Download or read book Alberto Burri written by Emily Braun and published by Guggenheim Museum Publications. This book was released on 2015 with total page 0 pages. Available in PDF, EPUB and Kindle. Book excerpt: Published to accompany a major retrospective exhibition - the first in the United States in more than 35 years and the most comprehensive ever mounted - this title showcases the pioneering work of Italian artist Alberto Burri (1915-1995). Exploring the beauty and complexity of Burri's process-based works, the exhibition positions the artist as a central and singular protagonist of postwar art.

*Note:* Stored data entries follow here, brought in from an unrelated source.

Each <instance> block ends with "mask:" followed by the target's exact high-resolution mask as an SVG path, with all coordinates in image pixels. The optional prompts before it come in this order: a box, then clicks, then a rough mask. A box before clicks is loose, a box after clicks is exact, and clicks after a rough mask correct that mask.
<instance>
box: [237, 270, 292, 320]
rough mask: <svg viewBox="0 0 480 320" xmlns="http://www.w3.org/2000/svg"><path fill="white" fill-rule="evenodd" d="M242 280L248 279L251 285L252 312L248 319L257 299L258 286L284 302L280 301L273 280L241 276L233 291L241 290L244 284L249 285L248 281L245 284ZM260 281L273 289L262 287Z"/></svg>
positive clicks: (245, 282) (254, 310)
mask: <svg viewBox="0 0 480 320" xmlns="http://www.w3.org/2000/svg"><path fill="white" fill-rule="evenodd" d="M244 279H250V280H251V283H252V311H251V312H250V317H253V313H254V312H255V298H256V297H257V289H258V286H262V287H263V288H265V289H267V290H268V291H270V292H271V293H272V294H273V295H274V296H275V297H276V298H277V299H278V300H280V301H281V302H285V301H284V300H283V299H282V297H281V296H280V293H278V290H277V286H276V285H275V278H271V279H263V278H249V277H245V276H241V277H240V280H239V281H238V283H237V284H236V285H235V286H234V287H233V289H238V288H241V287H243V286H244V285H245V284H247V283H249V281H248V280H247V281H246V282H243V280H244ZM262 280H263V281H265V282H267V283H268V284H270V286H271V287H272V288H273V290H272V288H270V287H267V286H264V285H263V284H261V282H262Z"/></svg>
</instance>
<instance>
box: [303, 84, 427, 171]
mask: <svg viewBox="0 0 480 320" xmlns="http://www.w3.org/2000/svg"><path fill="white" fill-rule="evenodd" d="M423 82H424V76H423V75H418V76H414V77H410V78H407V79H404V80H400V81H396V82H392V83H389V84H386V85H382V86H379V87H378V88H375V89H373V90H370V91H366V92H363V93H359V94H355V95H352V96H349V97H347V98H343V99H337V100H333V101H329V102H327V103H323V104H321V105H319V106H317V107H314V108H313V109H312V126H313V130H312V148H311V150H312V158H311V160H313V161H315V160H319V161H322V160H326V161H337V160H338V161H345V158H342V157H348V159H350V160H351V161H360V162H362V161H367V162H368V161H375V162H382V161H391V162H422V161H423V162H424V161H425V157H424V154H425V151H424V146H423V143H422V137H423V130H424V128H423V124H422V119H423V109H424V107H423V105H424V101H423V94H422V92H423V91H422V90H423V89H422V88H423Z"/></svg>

Burri is best known for his series of Sacchi (sacks) made of stitched and patched remnants of torn burlap bags, often combined with fragments of discarded clothing. Far less familiar are his other series, which this exhibition represents in depth: Catrami (tars), Gobbi (hunchbacks), Muffe (molds), Bianchi (whites), Legni (woods), Ferri (irons), Combustioni plastiche (plastic combustions), Cretti and Cellotex works. Burri's work both demolished and reconfigured the Western pictorial tradition, while reconceptualizing modernist collage. Using unconventional materials, he moved beyond the painted surfaces and mark making of American Abstract Expressionism and European Art Informel. Burri's unprecedented approaches to manipulating humble substances - and his abject picture-objects - also profoundly influenced Arte Povera, Neo-Dada and Process art.